Der vielleicht wichtigste Punkt: Informationssicherheit ist kein Projekt mit Enddatum, sondern ein kontinuierlicher Prozess. Bedrohungen verändern sich, Technologien entwickeln sich weiter, und auch die Strukturen im Unternehmen sind im Fluss. Das erfordert eine ständige Neubewertung der Risiken und Anpassung der Maßnahmen. Diese langfristige Perspektive kann nur die Unternehmensführung gewährleisten, weil sie den Gesamtüberblick und die strategische Verantwortung trägt.

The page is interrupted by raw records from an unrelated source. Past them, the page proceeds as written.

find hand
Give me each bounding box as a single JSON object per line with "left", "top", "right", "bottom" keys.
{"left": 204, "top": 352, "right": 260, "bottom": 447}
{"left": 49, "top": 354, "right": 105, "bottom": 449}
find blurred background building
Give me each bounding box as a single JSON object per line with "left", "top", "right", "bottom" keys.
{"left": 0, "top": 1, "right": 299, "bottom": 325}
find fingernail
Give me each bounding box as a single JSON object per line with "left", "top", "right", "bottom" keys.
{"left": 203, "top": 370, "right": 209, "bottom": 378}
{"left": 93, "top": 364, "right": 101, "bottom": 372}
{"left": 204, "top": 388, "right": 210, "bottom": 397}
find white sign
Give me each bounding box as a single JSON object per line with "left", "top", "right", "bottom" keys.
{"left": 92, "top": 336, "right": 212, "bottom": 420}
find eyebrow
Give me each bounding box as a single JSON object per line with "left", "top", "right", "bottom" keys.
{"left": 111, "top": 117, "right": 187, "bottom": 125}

Am Ende läuft es auf eine einfache Wahrheit hinaus: Die IT kann schützen, was ihr anvertraut wird. Sie kann Systeme härten, Netzwerke überwachen und Vorfälle analysieren. Doch die Entscheidung, was geschützt werden soll, welche Risiken akzeptabel sind und welche Prioritäten gelten, fällt nicht im Serverraum, sondern im Vorstandsbüro. Genau deshalb ist Informationssicherheit Chefsache – und zwar nicht nur in Sonntagsreden oder auf Zertifikaten, sondern im gelebten Alltag des Unternehmens.